Even administering one or two eye drops containing 2 to 3% carbachol can result in severe systemic adverse effects resulting from absorption in the nasolacrimal duct [6, 7].

Assuming a maximum volume of distribution of 1 l/kg, a parenteral administered therapeutic dose of 1 mg of carbachol would have resulted in a serum concentration of about 0.014 mg/l. The analysed concentration in this case exceeded the supposed serum level resulting from a therapeutic dose by a factor of 130 to 260. This might explain the continuous bronchoconstriction and possibly neuromuscular insufficiency even 1 week after extubation.

Dispensing carbachol as a pure substance in a community pharmacy to a customer seems unbelievable. Eventually, the charge by the investigating agency (police and prosecution) was dropped because the individual person in the pharmacy dispensing carbachol to the patient's son could not be identified and the supervising pharmacist was fined.

It is remarkable how thoughtless and irresponsible journalists are in reporting on research in the lay press, taking the cholinergic effects of high concentrations of herbal extracts in vitro [8] and postulating the clinical benefit in Alzheimer's disease. Comparing the mode of action with 'carbamylcholin' prompted the son to seek this medicine to help his father.

Finally, researchers, peer reviewers, and publishers need to be reminded of their responsibilities before extrapolating laboratory findings and suggesting the use of herbals in a disease such as dementia [911]. Today, such publications [10] are easily available through the Internet [12].

Conclusion

We describe a case of an unintentional carbachol intoxication in an 84-year-old male patient with known heart failure and diabetes, and at an advanced stage of Alzheimer's disease. Although initial cardiopulmonary resuscitation was successful, the patient presented severe persistent cholinergic symptoms complicated by respiratory infection. He eventually died. For the first time, carbachol serum and urine concentrations were analysed by HPLC-mass spectrometry, and the serum level was found to exceed the supposed level resulting from a therapeutic dose by a factor of 130 to 260. Especially in old patients, emergency and intensive care physicians should consider intoxications (with cholinergics) as a cause of acute cardiovascular failure.

Key messages

  • A case of an unintentional, acute, severe and eventually fatal intoxication with carbachol in an 84-year-old male with advanced Alzheimer's disease is presented.

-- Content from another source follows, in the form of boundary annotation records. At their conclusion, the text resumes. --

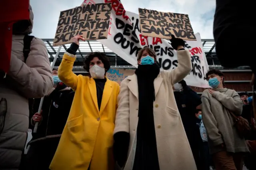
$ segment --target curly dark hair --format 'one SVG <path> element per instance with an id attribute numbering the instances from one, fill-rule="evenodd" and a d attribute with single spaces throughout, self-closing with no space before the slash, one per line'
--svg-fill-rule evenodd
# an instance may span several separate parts
<path id="1" fill-rule="evenodd" d="M 218 75 L 219 76 L 223 77 L 223 80 L 222 80 L 222 84 L 224 85 L 224 74 L 223 74 L 223 73 L 221 72 L 220 70 L 219 70 L 215 69 L 210 69 L 207 71 L 207 72 L 205 75 L 205 76 L 204 76 L 204 78 L 205 78 L 206 80 L 209 80 L 209 78 L 208 78 L 208 76 L 209 75 L 210 75 L 213 74 L 215 74 L 216 75 Z"/>
<path id="2" fill-rule="evenodd" d="M 104 52 L 92 52 L 86 56 L 83 62 L 84 68 L 84 70 L 87 72 L 89 72 L 90 63 L 94 57 L 98 57 L 99 60 L 101 60 L 104 64 L 104 68 L 106 70 L 105 72 L 106 72 L 110 68 L 110 62 L 108 57 L 106 56 L 106 54 Z"/>

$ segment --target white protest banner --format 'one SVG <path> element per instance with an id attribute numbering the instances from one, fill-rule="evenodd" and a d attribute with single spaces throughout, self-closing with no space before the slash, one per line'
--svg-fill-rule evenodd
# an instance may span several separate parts
<path id="1" fill-rule="evenodd" d="M 139 15 L 125 11 L 120 1 L 85 0 L 82 5 L 90 3 L 112 2 L 112 10 L 108 39 L 98 41 L 135 67 L 138 66 L 136 56 L 138 51 L 147 46 L 157 55 L 157 62 L 161 69 L 173 69 L 177 66 L 177 53 L 169 40 L 144 36 L 140 34 Z M 204 77 L 208 70 L 201 37 L 195 34 L 196 41 L 185 41 L 185 48 L 190 52 L 193 70 L 185 78 L 188 85 L 209 88 Z"/>
<path id="2" fill-rule="evenodd" d="M 139 17 L 144 36 L 170 39 L 173 34 L 183 40 L 196 40 L 188 14 L 139 8 Z"/>

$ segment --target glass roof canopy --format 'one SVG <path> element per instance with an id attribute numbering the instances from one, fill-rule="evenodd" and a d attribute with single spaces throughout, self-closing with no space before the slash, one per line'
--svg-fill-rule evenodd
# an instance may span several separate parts
<path id="1" fill-rule="evenodd" d="M 50 57 L 54 57 L 56 53 L 58 46 L 53 47 L 53 39 L 43 39 L 47 48 L 47 50 Z M 80 45 L 78 50 L 77 57 L 84 57 L 85 55 L 92 52 L 98 51 L 105 52 L 108 55 L 115 56 L 115 54 L 109 49 L 107 47 L 102 44 L 97 40 L 88 40 L 80 42 Z M 202 43 L 204 50 L 206 56 L 212 54 L 215 54 L 215 43 L 213 39 L 202 39 Z M 63 48 L 60 50 L 58 57 L 62 57 L 64 52 L 70 46 L 70 44 L 63 45 Z"/>

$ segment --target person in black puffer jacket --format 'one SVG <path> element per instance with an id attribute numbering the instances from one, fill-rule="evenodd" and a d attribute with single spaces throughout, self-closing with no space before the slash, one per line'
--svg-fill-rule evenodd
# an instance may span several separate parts
<path id="1" fill-rule="evenodd" d="M 57 149 L 69 114 L 74 92 L 62 82 L 58 82 L 56 86 L 49 96 L 45 97 L 42 115 L 36 113 L 31 116 L 32 125 L 37 121 L 36 118 L 40 121 L 37 133 L 32 133 L 32 140 L 28 144 L 30 147 L 24 164 L 26 170 L 49 170 Z M 35 99 L 34 112 L 37 112 L 40 101 L 40 99 Z"/>

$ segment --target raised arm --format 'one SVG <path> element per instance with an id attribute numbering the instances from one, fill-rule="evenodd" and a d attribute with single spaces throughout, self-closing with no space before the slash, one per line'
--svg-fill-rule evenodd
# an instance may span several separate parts
<path id="1" fill-rule="evenodd" d="M 235 90 L 232 97 L 228 97 L 225 94 L 218 91 L 212 93 L 212 96 L 220 102 L 225 108 L 229 110 L 237 116 L 240 116 L 243 110 L 243 102 L 240 96 Z"/>
<path id="2" fill-rule="evenodd" d="M 190 72 L 192 64 L 189 51 L 184 48 L 184 41 L 180 38 L 176 38 L 172 35 L 171 41 L 172 46 L 177 51 L 178 66 L 172 70 L 164 70 L 163 72 L 173 85 L 181 81 Z"/>
<path id="3" fill-rule="evenodd" d="M 182 86 L 182 92 L 186 96 L 186 105 L 190 108 L 196 108 L 202 104 L 201 97 L 187 85 L 184 80 L 180 82 Z"/>
<path id="4" fill-rule="evenodd" d="M 130 102 L 127 79 L 121 83 L 114 131 L 115 160 L 120 167 L 126 161 L 130 142 Z"/>
<path id="5" fill-rule="evenodd" d="M 78 82 L 78 76 L 72 71 L 74 63 L 76 61 L 76 51 L 79 48 L 79 40 L 84 40 L 81 36 L 72 38 L 73 42 L 70 47 L 65 52 L 61 63 L 59 67 L 58 75 L 60 79 L 67 86 L 76 90 Z"/>
<path id="6" fill-rule="evenodd" d="M 12 83 L 26 97 L 40 98 L 53 87 L 52 70 L 46 46 L 42 40 L 33 38 L 26 63 L 12 53 L 8 76 Z"/>
<path id="7" fill-rule="evenodd" d="M 224 142 L 218 128 L 218 123 L 211 110 L 210 99 L 202 95 L 202 118 L 207 134 L 213 146 L 220 145 Z"/>

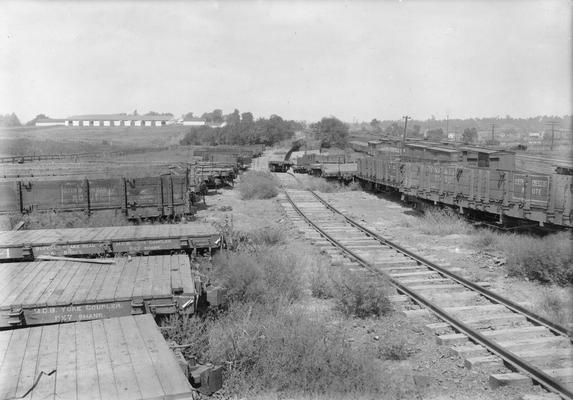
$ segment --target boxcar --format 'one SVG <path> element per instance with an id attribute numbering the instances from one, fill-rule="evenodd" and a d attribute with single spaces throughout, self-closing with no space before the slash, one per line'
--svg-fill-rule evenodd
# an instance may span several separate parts
<path id="1" fill-rule="evenodd" d="M 0 232 L 0 261 L 38 255 L 102 256 L 210 250 L 221 236 L 208 224 L 128 225 Z"/>

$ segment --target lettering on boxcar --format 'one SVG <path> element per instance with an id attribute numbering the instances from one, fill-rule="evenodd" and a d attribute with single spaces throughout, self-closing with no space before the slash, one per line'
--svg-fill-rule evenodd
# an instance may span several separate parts
<path id="1" fill-rule="evenodd" d="M 24 319 L 27 325 L 121 317 L 130 314 L 131 303 L 129 301 L 24 309 Z"/>

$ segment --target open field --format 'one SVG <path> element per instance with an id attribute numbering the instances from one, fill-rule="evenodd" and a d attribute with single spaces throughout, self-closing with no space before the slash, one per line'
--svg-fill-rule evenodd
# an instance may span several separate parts
<path id="1" fill-rule="evenodd" d="M 179 144 L 188 128 L 18 127 L 0 128 L 0 156 L 60 154 L 163 147 Z"/>

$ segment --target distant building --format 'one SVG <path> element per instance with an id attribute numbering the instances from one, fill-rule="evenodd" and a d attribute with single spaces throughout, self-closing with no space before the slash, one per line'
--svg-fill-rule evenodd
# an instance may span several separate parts
<path id="1" fill-rule="evenodd" d="M 227 126 L 227 122 L 207 122 L 207 126 L 210 126 L 211 128 L 223 128 Z"/>
<path id="2" fill-rule="evenodd" d="M 196 118 L 196 117 L 185 117 L 182 121 L 183 125 L 185 126 L 204 126 L 207 124 L 203 118 Z"/>
<path id="3" fill-rule="evenodd" d="M 169 115 L 126 115 L 126 114 L 95 114 L 75 115 L 68 117 L 62 125 L 67 126 L 165 126 L 175 122 Z"/>
<path id="4" fill-rule="evenodd" d="M 40 118 L 36 120 L 35 126 L 57 126 L 66 125 L 65 119 L 54 119 L 54 118 Z"/>

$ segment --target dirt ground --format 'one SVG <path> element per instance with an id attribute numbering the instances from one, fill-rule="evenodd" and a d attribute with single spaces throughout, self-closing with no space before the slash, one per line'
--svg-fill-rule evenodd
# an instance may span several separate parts
<path id="1" fill-rule="evenodd" d="M 410 208 L 384 199 L 381 195 L 355 191 L 325 193 L 323 197 L 335 207 L 346 210 L 350 217 L 378 231 L 381 236 L 409 247 L 439 265 L 459 268 L 456 273 L 473 282 L 487 283 L 489 289 L 529 309 L 542 311 L 540 304 L 547 292 L 567 299 L 566 303 L 573 307 L 573 288 L 541 285 L 507 276 L 502 263 L 503 255 L 476 250 L 472 246 L 475 237 L 471 234 L 435 236 L 421 233 L 412 223 L 417 217 L 412 215 Z"/>
<path id="2" fill-rule="evenodd" d="M 265 164 L 260 160 L 260 165 Z M 262 169 L 262 168 L 261 168 Z M 236 187 L 240 185 L 240 180 Z M 289 246 L 300 249 L 301 254 L 311 257 L 322 257 L 329 263 L 326 255 L 304 240 L 291 222 L 286 218 L 277 199 L 243 201 L 238 190 L 222 189 L 218 194 L 207 197 L 208 208 L 199 211 L 197 219 L 205 222 L 224 224 L 232 221 L 233 227 L 240 231 L 254 231 L 273 225 L 285 229 L 289 237 Z M 466 274 L 482 274 L 478 265 L 479 257 L 465 246 L 465 238 L 451 237 L 423 237 L 414 232 L 412 228 L 400 228 L 401 220 L 408 209 L 399 204 L 379 199 L 364 192 L 330 193 L 325 197 L 334 204 L 350 212 L 353 216 L 376 228 L 386 236 L 397 242 L 410 244 L 424 255 L 433 255 L 444 262 L 455 263 L 465 268 Z M 480 279 L 485 279 L 485 276 Z M 502 275 L 499 272 L 497 275 Z M 515 297 L 525 298 L 527 284 L 505 279 L 492 279 L 496 289 L 500 291 L 513 290 Z M 520 394 L 538 392 L 539 388 L 502 388 L 490 389 L 487 371 L 469 370 L 464 367 L 463 360 L 449 354 L 448 348 L 438 346 L 432 333 L 427 332 L 423 324 L 408 320 L 399 313 L 391 317 L 379 319 L 346 319 L 334 309 L 330 300 L 319 300 L 308 296 L 304 307 L 319 308 L 328 313 L 332 324 L 342 327 L 350 337 L 353 346 L 366 346 L 376 351 L 381 343 L 401 338 L 400 342 L 406 346 L 409 358 L 403 361 L 384 362 L 385 370 L 393 379 L 400 380 L 404 388 L 415 393 L 413 398 L 419 399 L 517 399 Z M 491 371 L 490 371 L 491 372 Z M 261 395 L 261 398 L 282 398 L 275 393 Z M 310 397 L 300 397 L 310 398 Z"/>

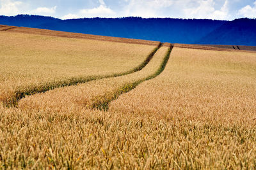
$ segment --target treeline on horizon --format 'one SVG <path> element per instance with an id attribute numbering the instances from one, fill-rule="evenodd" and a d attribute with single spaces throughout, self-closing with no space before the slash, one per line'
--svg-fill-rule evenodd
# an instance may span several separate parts
<path id="1" fill-rule="evenodd" d="M 256 45 L 256 20 L 233 21 L 170 18 L 85 18 L 0 16 L 0 24 L 142 39 L 173 43 Z"/>

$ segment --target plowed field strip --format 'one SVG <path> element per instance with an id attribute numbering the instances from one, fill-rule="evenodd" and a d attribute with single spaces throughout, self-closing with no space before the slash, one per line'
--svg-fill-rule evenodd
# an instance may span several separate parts
<path id="1" fill-rule="evenodd" d="M 81 34 L 81 33 L 74 33 L 69 32 L 57 31 L 52 30 L 28 28 L 23 27 L 17 27 L 15 29 L 10 30 L 10 31 L 31 34 L 39 34 L 39 35 L 59 36 L 65 38 L 81 38 L 81 39 L 94 39 L 94 40 L 105 41 L 148 45 L 157 45 L 157 44 L 159 43 L 159 41 L 148 41 L 148 40 L 117 38 L 117 37 L 109 37 L 104 36 L 95 36 L 95 35 L 91 35 L 86 34 Z"/>
<path id="2" fill-rule="evenodd" d="M 10 30 L 12 29 L 15 29 L 17 27 L 15 26 L 4 26 L 4 25 L 2 25 L 2 27 L 0 27 L 0 31 L 8 31 L 8 30 Z"/>
<path id="3" fill-rule="evenodd" d="M 38 93 L 45 92 L 50 90 L 58 87 L 63 87 L 67 86 L 75 85 L 78 83 L 83 83 L 92 80 L 107 78 L 111 77 L 117 77 L 128 74 L 131 74 L 142 69 L 150 61 L 158 49 L 161 47 L 161 43 L 159 43 L 158 46 L 154 49 L 154 50 L 148 55 L 146 60 L 143 61 L 139 66 L 132 69 L 132 70 L 125 71 L 121 73 L 117 73 L 114 74 L 109 74 L 106 76 L 86 76 L 84 78 L 71 78 L 65 80 L 56 81 L 54 82 L 49 82 L 40 85 L 36 85 L 30 89 L 20 89 L 15 91 L 15 96 L 12 101 L 9 101 L 10 104 L 8 106 L 16 106 L 19 101 L 24 98 L 26 96 L 31 96 Z"/>

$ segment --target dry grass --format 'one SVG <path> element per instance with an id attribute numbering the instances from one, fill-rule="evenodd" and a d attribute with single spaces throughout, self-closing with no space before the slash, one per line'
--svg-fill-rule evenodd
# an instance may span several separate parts
<path id="1" fill-rule="evenodd" d="M 170 168 L 253 169 L 255 75 L 256 55 L 174 48 L 159 76 L 109 111 L 151 122 L 148 156 Z"/>
<path id="2" fill-rule="evenodd" d="M 79 111 L 83 108 L 108 107 L 105 105 L 108 102 L 154 75 L 161 67 L 168 50 L 169 47 L 161 47 L 141 71 L 28 96 L 19 101 L 19 106 L 22 110 L 51 110 L 56 111 L 70 111 L 70 110 L 74 111 L 74 109 Z"/>
<path id="3" fill-rule="evenodd" d="M 131 73 L 156 46 L 9 32 L 0 32 L 0 103 L 7 104 L 22 94 Z"/>

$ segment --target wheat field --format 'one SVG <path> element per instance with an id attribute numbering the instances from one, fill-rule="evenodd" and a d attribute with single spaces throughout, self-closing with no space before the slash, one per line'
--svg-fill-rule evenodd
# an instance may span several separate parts
<path id="1" fill-rule="evenodd" d="M 8 32 L 0 34 L 7 41 Z M 141 70 L 128 73 L 157 45 L 12 34 L 10 39 L 20 38 L 17 48 L 10 50 L 14 40 L 0 47 L 0 57 L 12 61 L 1 64 L 17 68 L 13 75 L 8 67 L 0 69 L 11 89 L 16 81 L 67 79 L 86 68 L 83 76 L 127 74 L 30 94 L 15 106 L 1 104 L 0 169 L 256 169 L 256 53 L 167 45 Z M 31 55 L 41 50 L 41 64 L 56 55 L 61 64 L 33 62 Z M 87 61 L 78 60 L 84 56 Z"/>
<path id="2" fill-rule="evenodd" d="M 1 32 L 0 43 L 0 103 L 6 104 L 22 94 L 132 72 L 156 48 L 9 32 Z"/>

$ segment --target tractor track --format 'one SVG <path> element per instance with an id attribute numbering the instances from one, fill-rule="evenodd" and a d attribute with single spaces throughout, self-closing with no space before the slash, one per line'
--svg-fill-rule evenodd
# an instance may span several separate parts
<path id="1" fill-rule="evenodd" d="M 19 101 L 28 96 L 32 96 L 35 94 L 45 92 L 56 88 L 76 85 L 79 83 L 84 83 L 93 80 L 111 77 L 118 77 L 137 72 L 141 70 L 148 64 L 154 54 L 162 45 L 163 44 L 161 43 L 159 43 L 141 64 L 130 71 L 105 76 L 86 76 L 80 78 L 73 77 L 67 79 L 64 81 L 56 81 L 54 82 L 48 82 L 44 84 L 41 84 L 40 85 L 35 85 L 34 87 L 32 87 L 29 89 L 28 89 L 26 87 L 22 87 L 18 88 L 18 89 L 15 91 L 15 96 L 12 97 L 12 99 L 10 101 L 5 101 L 4 104 L 7 107 L 16 107 Z"/>

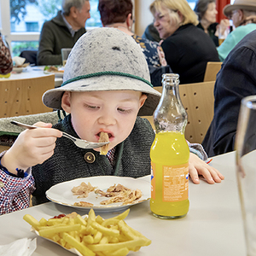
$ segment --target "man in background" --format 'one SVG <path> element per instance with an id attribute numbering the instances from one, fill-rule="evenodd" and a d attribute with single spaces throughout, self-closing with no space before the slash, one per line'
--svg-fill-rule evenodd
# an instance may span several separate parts
<path id="1" fill-rule="evenodd" d="M 62 10 L 44 22 L 38 52 L 38 65 L 61 65 L 61 48 L 73 48 L 84 33 L 90 19 L 89 0 L 62 0 Z"/>

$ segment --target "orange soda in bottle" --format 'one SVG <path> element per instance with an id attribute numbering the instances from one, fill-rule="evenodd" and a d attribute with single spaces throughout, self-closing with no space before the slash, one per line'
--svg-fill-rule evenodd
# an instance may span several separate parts
<path id="1" fill-rule="evenodd" d="M 178 74 L 162 77 L 162 96 L 154 113 L 150 209 L 160 218 L 179 218 L 189 207 L 189 148 L 184 137 L 188 115 L 179 97 Z"/>

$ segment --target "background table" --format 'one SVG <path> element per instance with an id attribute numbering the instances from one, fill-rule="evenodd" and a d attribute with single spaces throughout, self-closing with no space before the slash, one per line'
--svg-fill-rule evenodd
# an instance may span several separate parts
<path id="1" fill-rule="evenodd" d="M 20 73 L 11 73 L 11 75 L 8 79 L 1 78 L 0 79 L 25 79 L 38 78 L 42 76 L 48 76 L 51 74 L 47 74 L 44 73 L 44 66 L 34 66 L 27 67 Z M 55 87 L 59 87 L 62 84 L 62 78 L 56 77 L 55 78 Z"/>
<path id="2" fill-rule="evenodd" d="M 149 202 L 131 207 L 126 223 L 152 240 L 134 256 L 177 255 L 177 256 L 245 256 L 245 240 L 236 177 L 235 153 L 214 157 L 211 162 L 225 179 L 221 183 L 200 184 L 189 182 L 190 207 L 187 216 L 177 220 L 162 220 L 154 218 Z M 23 237 L 33 238 L 30 225 L 22 217 L 26 213 L 37 219 L 49 218 L 55 215 L 69 213 L 73 209 L 53 202 L 45 203 L 5 214 L 0 217 L 0 244 L 9 243 Z M 77 211 L 80 214 L 84 212 Z M 110 218 L 117 213 L 102 213 Z M 38 237 L 38 247 L 33 256 L 72 256 L 42 237 Z"/>

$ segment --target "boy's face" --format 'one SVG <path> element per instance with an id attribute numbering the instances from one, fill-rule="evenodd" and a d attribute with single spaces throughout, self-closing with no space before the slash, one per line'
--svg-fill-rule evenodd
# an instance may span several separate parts
<path id="1" fill-rule="evenodd" d="M 61 106 L 71 113 L 80 138 L 96 143 L 100 132 L 107 132 L 111 149 L 130 135 L 146 99 L 147 96 L 134 90 L 65 92 Z"/>

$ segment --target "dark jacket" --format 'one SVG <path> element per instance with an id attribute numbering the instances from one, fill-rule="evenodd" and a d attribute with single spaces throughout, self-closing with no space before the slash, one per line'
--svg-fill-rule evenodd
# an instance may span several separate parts
<path id="1" fill-rule="evenodd" d="M 86 32 L 80 28 L 72 37 L 61 11 L 51 20 L 44 22 L 39 39 L 38 65 L 62 65 L 61 48 L 73 48 L 77 40 Z"/>
<path id="2" fill-rule="evenodd" d="M 70 115 L 54 127 L 79 137 L 72 127 Z M 106 155 L 93 149 L 79 148 L 67 138 L 58 138 L 54 155 L 32 167 L 37 188 L 32 195 L 33 205 L 47 201 L 45 191 L 65 181 L 101 175 L 138 177 L 150 174 L 149 153 L 154 138 L 150 123 L 138 117 L 130 136 L 116 148 L 114 169 Z M 84 159 L 86 154 L 94 155 L 95 161 L 90 163 Z"/>
<path id="3" fill-rule="evenodd" d="M 161 44 L 167 64 L 180 76 L 180 84 L 202 82 L 207 63 L 219 61 L 212 40 L 192 24 L 180 26 Z"/>
<path id="4" fill-rule="evenodd" d="M 208 26 L 208 29 L 207 29 L 208 34 L 209 34 L 210 38 L 212 38 L 212 40 L 213 41 L 216 47 L 218 46 L 218 38 L 215 36 L 216 27 L 217 27 L 218 24 L 218 23 L 217 23 L 217 22 L 212 23 Z M 202 26 L 200 22 L 198 23 L 197 27 L 199 27 L 204 31 L 204 28 L 202 27 Z"/>
<path id="5" fill-rule="evenodd" d="M 234 150 L 243 97 L 256 95 L 256 31 L 246 36 L 224 61 L 214 88 L 214 117 L 202 143 L 209 156 Z"/>

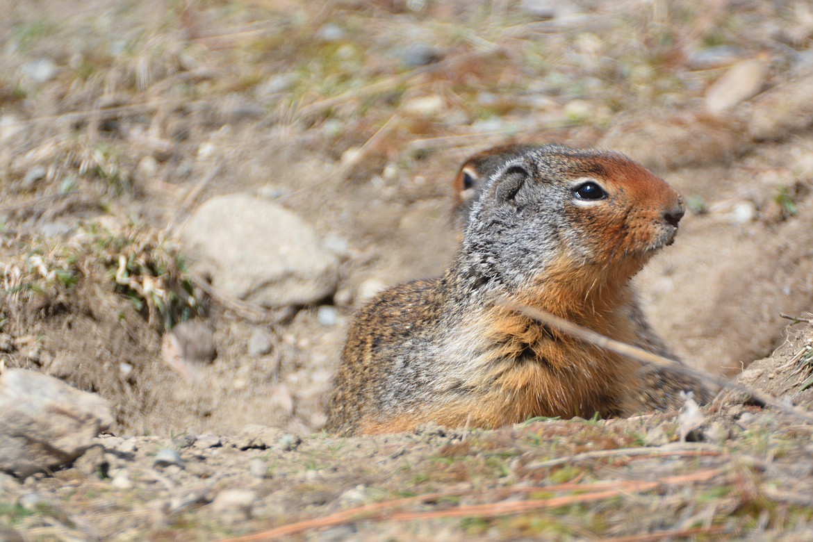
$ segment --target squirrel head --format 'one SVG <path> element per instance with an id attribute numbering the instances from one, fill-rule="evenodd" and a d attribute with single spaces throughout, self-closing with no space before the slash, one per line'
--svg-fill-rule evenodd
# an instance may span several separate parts
<path id="1" fill-rule="evenodd" d="M 673 242 L 683 199 L 640 164 L 559 145 L 509 149 L 467 162 L 480 193 L 463 221 L 461 257 L 480 281 L 600 289 Z"/>

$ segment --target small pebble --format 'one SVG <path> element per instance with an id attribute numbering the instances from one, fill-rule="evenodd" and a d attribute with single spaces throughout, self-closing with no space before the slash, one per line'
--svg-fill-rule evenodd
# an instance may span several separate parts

  • Especially in old patients, intoxications (with cholinergics) should be considered as a cause of acute cardiovascular failure.

  • Prolonged administration of high doses of atropine is necessary to control severe cholinergic symptoms.

  • For the first time, a sensitive HPLC-mass spectrometry method to analyse carbachol serum and urine concentrations in humans has been developed.

  • Researchers, peer reviewers and publishers need to be reminded of their responsibilities before extrapolating laboratory findings and suggesting therapeutic opportunities for a disease such as dementia.